Smorgasbord: a wide range of something; a variety
New Oxford American Dictionary
Scandinavians are known for their generous hospitality and smorgasbords–buffets ladened with a variety of delicious foods. Christianity in American has become much like one of these smorgasbords–a bit of something meant to please everyone.
The paragraphs below come from my daily devotionals and contain words of warning for us all. While many make resolutions for the New Year which then become quickly discarded, we would be wise to diligently seek out and remove the sin of syncretism from our midst. We teeter on the same cliff’s edge as the northern kingdom of Israel and may endure its fate if we do not change our ways.
The Great Commandment
One of the problems many people have with understanding the history of Israel, the northern kingdom, after its separation from Judah in Rehoboam’s day is their failure to understand Israel’s sin, syncretism. Syncretism means trying to combine things which are alien, such as Christianity and humanism.
Israel never formally renounced the worship of the Lord. In fact, to the last the nation believed that it was a covenant people worshipping God the Lord. In reality, what they had done was to absorb everything from Baalism that appealed to them, so that, in the name of the Lord, they were worshipping a god who was the creation of their imagination. Their idea of serving God was to absorb every religious idea which to them seemed attractive. Because they forgot that man as a sinner finds attractive things which cater to his sin, they failed to see that they were in fact creating a religion in their own fallen image rather than conforming themselves to the Lord. As a result, God sent them into captivity and destroyed the Kingdom. There was more hope for Judah, because Judah was usually either hot or cold, either strong in the faith or openly apostate. Our Lord makes clear His hatred of lukewarmness (Rev. 3:14ff.), and Israel was always lukewarm.
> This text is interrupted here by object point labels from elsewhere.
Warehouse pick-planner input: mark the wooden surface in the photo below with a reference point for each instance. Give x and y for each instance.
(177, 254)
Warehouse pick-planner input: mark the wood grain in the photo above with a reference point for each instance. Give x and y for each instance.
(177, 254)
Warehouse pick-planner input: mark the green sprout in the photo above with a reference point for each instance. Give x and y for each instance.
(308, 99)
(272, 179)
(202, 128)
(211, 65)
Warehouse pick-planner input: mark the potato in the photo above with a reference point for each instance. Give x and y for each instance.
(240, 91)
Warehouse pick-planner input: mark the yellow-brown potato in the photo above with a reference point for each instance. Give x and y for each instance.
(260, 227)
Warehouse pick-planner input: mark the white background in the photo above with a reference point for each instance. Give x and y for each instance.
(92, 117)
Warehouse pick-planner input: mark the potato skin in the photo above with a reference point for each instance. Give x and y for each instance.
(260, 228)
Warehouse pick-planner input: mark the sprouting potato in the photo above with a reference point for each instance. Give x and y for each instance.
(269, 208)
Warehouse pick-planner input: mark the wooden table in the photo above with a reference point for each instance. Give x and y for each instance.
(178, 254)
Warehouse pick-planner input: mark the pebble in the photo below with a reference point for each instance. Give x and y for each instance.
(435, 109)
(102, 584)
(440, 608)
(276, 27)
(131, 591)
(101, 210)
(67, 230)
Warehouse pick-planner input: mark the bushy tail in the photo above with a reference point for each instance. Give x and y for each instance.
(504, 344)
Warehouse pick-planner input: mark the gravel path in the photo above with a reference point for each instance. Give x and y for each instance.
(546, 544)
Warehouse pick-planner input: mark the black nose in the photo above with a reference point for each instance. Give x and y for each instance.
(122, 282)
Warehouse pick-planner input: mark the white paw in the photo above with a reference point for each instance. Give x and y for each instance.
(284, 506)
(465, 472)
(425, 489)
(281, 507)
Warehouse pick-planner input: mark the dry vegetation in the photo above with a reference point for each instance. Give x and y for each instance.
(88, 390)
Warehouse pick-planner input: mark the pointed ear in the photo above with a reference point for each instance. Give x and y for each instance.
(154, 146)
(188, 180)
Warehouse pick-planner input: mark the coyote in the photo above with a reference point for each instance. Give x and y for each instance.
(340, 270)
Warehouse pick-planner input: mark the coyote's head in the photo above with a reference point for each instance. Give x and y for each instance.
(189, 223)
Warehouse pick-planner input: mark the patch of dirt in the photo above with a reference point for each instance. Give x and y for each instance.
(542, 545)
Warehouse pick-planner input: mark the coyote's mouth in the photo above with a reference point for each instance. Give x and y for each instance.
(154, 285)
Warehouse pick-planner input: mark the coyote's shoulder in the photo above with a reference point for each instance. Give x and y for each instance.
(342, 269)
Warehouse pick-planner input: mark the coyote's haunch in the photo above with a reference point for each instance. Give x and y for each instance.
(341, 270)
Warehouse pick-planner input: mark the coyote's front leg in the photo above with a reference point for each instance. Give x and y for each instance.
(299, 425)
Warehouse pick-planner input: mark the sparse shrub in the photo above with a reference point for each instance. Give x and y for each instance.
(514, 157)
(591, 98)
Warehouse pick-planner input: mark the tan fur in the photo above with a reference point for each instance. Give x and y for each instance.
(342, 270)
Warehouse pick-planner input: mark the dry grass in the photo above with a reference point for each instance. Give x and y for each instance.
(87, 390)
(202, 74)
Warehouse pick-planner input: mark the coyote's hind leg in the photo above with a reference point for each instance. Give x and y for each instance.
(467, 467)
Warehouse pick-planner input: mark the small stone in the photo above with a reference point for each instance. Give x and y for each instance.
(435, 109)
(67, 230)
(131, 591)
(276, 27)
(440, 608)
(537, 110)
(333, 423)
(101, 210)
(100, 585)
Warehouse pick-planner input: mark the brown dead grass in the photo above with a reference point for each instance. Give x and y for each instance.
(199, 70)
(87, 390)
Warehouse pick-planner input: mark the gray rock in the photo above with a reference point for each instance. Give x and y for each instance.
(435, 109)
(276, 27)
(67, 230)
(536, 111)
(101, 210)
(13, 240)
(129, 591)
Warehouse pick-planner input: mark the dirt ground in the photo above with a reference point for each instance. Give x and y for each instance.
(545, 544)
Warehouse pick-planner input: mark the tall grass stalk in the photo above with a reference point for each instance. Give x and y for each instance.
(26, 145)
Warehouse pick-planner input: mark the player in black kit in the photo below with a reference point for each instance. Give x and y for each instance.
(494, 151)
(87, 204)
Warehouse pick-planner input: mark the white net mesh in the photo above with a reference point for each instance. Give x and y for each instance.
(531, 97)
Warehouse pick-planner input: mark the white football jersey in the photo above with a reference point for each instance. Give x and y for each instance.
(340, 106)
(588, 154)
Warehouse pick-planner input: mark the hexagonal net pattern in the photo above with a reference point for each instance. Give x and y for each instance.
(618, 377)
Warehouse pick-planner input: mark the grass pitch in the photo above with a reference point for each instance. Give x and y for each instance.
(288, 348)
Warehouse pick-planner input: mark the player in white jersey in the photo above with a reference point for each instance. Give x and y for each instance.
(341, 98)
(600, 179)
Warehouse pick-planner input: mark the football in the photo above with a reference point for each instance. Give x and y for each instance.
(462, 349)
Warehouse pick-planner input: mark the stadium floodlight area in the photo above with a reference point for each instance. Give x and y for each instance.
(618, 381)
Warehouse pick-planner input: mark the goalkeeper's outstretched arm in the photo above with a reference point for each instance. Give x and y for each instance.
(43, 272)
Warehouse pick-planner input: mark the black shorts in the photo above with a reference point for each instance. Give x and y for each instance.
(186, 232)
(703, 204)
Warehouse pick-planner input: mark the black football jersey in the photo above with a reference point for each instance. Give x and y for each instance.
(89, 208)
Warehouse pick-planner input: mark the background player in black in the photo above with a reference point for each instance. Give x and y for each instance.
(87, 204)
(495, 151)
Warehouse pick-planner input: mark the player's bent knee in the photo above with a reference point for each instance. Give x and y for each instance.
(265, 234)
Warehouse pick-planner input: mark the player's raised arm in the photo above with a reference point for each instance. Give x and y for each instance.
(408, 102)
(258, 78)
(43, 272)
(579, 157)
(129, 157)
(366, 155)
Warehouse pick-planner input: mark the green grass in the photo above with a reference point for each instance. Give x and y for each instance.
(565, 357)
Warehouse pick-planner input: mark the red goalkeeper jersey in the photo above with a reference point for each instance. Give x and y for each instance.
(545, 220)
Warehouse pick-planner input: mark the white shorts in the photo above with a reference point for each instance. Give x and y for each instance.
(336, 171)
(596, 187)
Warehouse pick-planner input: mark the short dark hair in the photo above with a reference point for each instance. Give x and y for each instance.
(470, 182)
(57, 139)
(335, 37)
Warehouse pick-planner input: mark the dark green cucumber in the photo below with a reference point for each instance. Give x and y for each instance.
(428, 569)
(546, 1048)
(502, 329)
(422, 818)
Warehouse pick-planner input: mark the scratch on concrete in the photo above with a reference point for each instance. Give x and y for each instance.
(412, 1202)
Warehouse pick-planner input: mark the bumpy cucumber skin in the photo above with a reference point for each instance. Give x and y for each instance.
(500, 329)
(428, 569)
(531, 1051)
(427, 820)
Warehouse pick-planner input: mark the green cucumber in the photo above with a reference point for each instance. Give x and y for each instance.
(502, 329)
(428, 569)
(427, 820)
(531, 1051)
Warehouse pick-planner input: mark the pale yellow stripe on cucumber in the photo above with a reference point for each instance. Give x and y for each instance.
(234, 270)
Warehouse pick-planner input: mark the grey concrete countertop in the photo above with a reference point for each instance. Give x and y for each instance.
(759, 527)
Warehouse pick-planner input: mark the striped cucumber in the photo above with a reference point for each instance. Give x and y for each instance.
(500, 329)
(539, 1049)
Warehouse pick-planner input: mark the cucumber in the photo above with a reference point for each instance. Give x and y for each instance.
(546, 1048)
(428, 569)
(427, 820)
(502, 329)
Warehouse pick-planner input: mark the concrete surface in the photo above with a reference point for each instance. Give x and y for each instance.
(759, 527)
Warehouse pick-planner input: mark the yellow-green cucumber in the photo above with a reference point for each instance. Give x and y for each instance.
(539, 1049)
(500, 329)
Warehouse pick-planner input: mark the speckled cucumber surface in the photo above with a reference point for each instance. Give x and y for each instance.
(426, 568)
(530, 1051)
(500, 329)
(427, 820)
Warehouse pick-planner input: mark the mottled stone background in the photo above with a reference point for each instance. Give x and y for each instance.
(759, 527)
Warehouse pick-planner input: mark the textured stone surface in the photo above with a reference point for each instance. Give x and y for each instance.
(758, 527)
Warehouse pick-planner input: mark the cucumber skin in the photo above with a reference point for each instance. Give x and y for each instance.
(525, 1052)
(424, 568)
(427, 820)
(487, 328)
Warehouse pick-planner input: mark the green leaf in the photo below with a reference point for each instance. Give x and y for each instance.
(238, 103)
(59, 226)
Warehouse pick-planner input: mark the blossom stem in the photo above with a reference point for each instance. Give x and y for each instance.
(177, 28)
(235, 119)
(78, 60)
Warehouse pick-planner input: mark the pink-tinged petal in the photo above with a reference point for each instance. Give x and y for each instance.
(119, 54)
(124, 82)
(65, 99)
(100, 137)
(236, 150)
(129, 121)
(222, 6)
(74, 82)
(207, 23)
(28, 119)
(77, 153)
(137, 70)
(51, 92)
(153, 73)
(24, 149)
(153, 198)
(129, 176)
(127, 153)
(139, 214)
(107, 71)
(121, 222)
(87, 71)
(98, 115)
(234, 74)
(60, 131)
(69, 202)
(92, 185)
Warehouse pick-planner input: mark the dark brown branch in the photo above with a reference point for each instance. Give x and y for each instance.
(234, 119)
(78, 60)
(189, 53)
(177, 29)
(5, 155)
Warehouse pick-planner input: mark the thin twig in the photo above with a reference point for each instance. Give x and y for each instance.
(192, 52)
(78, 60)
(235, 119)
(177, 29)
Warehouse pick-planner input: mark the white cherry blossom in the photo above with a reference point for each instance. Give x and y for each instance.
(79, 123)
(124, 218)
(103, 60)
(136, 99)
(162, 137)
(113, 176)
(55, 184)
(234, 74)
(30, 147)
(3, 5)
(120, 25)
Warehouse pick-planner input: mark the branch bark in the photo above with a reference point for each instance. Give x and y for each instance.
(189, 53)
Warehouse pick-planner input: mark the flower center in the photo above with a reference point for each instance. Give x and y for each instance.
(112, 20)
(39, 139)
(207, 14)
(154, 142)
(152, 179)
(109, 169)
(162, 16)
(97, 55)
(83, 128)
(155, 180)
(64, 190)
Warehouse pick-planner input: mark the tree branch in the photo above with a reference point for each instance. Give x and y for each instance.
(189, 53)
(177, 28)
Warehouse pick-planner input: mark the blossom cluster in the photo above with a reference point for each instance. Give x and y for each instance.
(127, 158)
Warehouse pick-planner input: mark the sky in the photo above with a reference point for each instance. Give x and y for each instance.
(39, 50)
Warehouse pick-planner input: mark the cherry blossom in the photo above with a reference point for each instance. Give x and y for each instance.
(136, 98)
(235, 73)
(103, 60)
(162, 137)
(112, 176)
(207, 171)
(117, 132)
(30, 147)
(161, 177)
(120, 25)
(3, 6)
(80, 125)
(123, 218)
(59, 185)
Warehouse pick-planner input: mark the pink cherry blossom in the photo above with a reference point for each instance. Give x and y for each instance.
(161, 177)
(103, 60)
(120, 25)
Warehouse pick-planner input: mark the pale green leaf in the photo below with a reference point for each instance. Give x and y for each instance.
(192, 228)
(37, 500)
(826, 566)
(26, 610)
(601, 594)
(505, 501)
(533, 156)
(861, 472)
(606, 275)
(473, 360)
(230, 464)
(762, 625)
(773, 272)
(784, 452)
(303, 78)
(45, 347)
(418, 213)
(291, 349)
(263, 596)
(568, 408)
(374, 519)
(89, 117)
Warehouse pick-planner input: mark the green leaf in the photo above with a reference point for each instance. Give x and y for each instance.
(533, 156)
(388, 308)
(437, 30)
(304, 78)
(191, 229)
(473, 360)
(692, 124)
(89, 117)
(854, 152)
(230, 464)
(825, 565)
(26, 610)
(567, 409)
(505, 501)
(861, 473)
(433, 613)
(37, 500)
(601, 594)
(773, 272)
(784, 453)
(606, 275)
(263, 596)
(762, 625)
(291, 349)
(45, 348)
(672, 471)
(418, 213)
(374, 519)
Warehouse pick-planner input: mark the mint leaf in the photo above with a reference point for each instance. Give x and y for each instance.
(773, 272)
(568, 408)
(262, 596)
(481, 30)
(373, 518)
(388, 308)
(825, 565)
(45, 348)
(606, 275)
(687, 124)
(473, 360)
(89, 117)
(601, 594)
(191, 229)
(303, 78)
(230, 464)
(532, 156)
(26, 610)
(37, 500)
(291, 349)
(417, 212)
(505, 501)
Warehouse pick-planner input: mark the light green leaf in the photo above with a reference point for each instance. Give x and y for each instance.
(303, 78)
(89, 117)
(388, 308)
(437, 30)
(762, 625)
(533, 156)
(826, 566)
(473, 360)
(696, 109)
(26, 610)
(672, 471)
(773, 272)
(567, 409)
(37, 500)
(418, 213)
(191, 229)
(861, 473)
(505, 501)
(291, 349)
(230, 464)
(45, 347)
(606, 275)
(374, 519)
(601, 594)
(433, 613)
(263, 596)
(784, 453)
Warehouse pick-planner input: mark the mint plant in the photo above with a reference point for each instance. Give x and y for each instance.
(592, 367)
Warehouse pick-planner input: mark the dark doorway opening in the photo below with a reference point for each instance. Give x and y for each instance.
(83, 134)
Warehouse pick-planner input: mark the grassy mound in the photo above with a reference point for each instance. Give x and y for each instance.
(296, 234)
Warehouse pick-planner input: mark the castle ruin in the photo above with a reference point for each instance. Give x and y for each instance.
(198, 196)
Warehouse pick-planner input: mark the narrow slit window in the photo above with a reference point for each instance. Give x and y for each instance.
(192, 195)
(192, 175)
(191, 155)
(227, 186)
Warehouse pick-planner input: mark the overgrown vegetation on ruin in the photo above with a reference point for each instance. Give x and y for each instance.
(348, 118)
The churches today are very much like old Israel, syncretistic. Too often, we get, not Christianity from the pulpit, but a smorgasbord of assorted religious ideas. All this adds up to the word of man, not the Word of God. “The word of truth” (Ephesians 1:13) cannot be diluted without ceasing to be the truth.
I once met a very pleasant man, whose pleasantness soon began to look suspiciously empty. What does he stand for?” I asked someone who knew him well. The answer was briefly put: “For everything, and for nothing.” That answer sums up what syncretism leads to: it stands for nothing. Our Lord tells us that the first and great commandment is to love the Lord our God with all our heart, soul, and mind, with all our being (Matthew 22:36-38). No syncretist can keep that law.